The critical point plays a significant role in understanding the behavior of a substance as it marks the boundary beyond which the transition between liquid and gas phases is continuous and no phase boundaries exist. Moreover, when a substance is heated or pressurized beyond its critical point, it exhibits unique properties, such as a high density like a liquid and low viscosity like a gas, which makes it suitable for various industrial applications, such as supercritical fluid extraction, enhanced oil recovery, and power generation.

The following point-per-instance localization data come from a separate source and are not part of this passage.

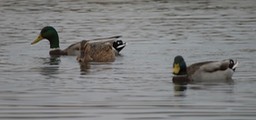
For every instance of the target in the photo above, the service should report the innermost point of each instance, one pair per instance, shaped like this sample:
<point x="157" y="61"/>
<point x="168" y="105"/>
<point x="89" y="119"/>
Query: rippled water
<point x="138" y="85"/>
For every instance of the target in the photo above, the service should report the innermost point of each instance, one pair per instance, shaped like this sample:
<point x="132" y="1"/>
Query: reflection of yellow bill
<point x="39" y="38"/>
<point x="176" y="68"/>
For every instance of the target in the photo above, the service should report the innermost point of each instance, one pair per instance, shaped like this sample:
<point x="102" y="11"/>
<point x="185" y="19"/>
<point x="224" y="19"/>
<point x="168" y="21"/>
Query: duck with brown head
<point x="205" y="71"/>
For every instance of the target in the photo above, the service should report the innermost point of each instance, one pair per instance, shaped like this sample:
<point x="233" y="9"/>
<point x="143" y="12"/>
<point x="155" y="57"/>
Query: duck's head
<point x="50" y="34"/>
<point x="179" y="66"/>
<point x="119" y="45"/>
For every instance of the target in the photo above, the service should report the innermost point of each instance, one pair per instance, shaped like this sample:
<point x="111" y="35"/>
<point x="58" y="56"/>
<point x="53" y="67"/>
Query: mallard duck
<point x="205" y="71"/>
<point x="96" y="52"/>
<point x="51" y="35"/>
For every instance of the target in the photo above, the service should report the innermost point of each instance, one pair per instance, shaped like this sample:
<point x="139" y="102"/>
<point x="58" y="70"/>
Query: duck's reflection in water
<point x="180" y="85"/>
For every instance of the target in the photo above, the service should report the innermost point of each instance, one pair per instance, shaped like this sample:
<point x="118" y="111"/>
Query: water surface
<point x="138" y="85"/>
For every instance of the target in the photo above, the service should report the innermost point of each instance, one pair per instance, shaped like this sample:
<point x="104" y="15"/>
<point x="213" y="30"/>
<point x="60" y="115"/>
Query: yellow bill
<point x="39" y="38"/>
<point x="176" y="69"/>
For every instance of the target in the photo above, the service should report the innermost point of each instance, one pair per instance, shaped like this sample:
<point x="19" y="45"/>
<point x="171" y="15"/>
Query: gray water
<point x="138" y="85"/>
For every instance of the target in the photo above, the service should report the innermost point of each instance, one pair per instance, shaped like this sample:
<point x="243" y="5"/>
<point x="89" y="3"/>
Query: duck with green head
<point x="51" y="35"/>
<point x="205" y="71"/>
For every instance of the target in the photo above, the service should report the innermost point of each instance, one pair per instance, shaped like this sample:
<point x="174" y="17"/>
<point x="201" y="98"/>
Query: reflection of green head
<point x="179" y="66"/>
<point x="50" y="34"/>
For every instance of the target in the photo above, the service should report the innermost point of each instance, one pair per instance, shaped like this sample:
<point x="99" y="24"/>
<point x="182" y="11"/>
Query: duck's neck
<point x="54" y="41"/>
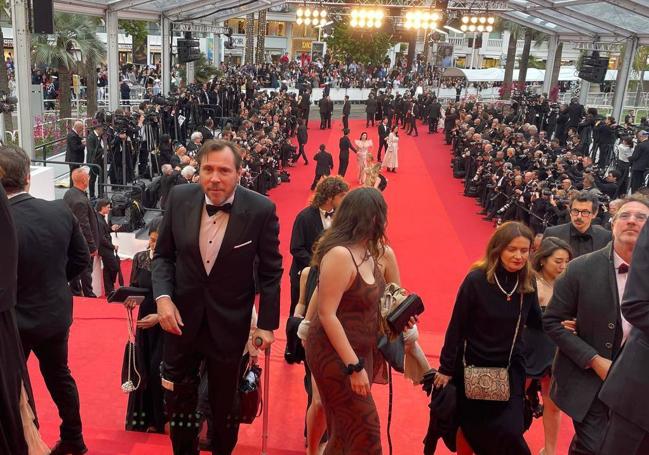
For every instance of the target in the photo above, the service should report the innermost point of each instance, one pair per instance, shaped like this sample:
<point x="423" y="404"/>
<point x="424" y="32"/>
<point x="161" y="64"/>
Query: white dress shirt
<point x="621" y="284"/>
<point x="211" y="233"/>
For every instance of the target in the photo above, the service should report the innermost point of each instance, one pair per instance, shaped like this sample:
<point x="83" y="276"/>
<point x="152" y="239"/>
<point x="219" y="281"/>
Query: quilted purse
<point x="489" y="383"/>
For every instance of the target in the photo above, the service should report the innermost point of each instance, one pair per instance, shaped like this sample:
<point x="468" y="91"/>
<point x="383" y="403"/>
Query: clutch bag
<point x="398" y="318"/>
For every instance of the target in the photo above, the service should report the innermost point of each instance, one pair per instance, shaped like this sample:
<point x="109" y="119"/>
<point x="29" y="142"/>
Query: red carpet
<point x="436" y="235"/>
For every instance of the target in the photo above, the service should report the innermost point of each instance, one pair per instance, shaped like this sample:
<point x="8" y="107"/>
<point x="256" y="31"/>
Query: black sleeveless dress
<point x="352" y="420"/>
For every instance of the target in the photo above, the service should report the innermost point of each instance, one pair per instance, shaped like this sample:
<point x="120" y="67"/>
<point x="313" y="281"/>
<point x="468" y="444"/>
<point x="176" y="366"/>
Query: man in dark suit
<point x="309" y="224"/>
<point x="51" y="251"/>
<point x="347" y="108"/>
<point x="623" y="391"/>
<point x="345" y="145"/>
<point x="640" y="161"/>
<point x="96" y="156"/>
<point x="434" y="113"/>
<point x="77" y="200"/>
<point x="302" y="139"/>
<point x="384" y="132"/>
<point x="324" y="165"/>
<point x="106" y="249"/>
<point x="582" y="236"/>
<point x="590" y="291"/>
<point x="212" y="239"/>
<point x="12" y="438"/>
<point x="76" y="147"/>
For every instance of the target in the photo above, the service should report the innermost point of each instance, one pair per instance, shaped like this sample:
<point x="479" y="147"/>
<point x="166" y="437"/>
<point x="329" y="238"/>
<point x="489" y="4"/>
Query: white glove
<point x="303" y="329"/>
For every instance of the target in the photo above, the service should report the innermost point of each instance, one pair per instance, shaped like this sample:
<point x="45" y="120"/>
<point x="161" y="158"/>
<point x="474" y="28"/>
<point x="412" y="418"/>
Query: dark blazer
<point x="75" y="149"/>
<point x="324" y="163"/>
<point x="640" y="158"/>
<point x="586" y="291"/>
<point x="224" y="297"/>
<point x="624" y="390"/>
<point x="106" y="247"/>
<point x="78" y="202"/>
<point x="302" y="134"/>
<point x="51" y="252"/>
<point x="307" y="227"/>
<point x="601" y="237"/>
<point x="9" y="256"/>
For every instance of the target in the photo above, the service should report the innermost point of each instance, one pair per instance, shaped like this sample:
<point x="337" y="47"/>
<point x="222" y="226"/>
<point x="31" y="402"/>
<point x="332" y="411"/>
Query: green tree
<point x="368" y="47"/>
<point x="71" y="48"/>
<point x="4" y="77"/>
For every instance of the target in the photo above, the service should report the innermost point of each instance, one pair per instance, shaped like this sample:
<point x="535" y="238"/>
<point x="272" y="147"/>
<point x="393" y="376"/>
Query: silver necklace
<point x="508" y="294"/>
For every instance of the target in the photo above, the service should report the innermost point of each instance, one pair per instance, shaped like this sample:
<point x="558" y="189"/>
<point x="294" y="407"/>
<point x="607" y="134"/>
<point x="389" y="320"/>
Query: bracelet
<point x="351" y="368"/>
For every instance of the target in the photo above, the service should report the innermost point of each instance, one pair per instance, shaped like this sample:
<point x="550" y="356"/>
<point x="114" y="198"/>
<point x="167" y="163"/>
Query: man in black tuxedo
<point x="309" y="223"/>
<point x="384" y="132"/>
<point x="212" y="239"/>
<point x="590" y="291"/>
<point x="582" y="236"/>
<point x="624" y="389"/>
<point x="302" y="139"/>
<point x="12" y="438"/>
<point x="106" y="249"/>
<point x="77" y="200"/>
<point x="345" y="145"/>
<point x="76" y="147"/>
<point x="51" y="251"/>
<point x="347" y="108"/>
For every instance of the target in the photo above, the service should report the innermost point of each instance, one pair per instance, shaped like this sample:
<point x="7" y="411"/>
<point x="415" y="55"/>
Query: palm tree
<point x="4" y="77"/>
<point x="73" y="45"/>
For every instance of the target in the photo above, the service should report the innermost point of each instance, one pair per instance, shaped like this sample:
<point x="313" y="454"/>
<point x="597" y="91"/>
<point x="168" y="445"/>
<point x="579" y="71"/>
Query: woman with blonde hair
<point x="496" y="299"/>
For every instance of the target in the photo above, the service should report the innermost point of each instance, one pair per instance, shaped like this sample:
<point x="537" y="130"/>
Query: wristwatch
<point x="351" y="368"/>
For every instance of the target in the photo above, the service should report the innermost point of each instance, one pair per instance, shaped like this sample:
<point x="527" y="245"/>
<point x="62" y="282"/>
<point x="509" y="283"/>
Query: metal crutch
<point x="266" y="395"/>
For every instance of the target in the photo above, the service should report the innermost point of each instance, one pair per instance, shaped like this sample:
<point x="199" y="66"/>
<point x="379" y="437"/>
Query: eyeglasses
<point x="626" y="216"/>
<point x="577" y="212"/>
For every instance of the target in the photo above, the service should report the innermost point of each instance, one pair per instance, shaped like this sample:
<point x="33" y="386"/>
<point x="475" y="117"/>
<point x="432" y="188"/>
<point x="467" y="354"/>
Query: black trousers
<point x="590" y="432"/>
<point x="52" y="355"/>
<point x="624" y="437"/>
<point x="301" y="153"/>
<point x="344" y="162"/>
<point x="82" y="285"/>
<point x="181" y="363"/>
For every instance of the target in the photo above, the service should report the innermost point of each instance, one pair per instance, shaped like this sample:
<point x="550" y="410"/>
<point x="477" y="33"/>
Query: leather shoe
<point x="69" y="448"/>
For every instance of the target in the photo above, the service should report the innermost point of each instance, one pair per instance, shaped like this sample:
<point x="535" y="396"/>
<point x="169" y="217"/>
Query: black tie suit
<point x="215" y="308"/>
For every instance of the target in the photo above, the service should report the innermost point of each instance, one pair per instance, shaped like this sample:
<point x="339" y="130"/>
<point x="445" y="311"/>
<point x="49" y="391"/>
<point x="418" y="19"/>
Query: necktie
<point x="214" y="209"/>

The line that separates the gas and liquid phases in a phase diagram is called the phase boundary or equilibrium line. This line marks the conditions at which a substance undergoes a phase transition between liquid and gas states. However, when approaching the critical point, the distinction between the liquid and gas phases fades as their properties converge, and they effectively become the same phase. At the critical point, the substance exists as a supercritical fluid, and the phase boundary ends since the concept of liquid and gas phases is no longer applicable. Consequently, beyond the critical point, the substance does not have a separate liquid or gas phase, and only a single supercritical fluid phase exists. Thus, the line that separates the gas and liquid phases ends at the critical point, denoting the boundary where the two phases become indistinguishable.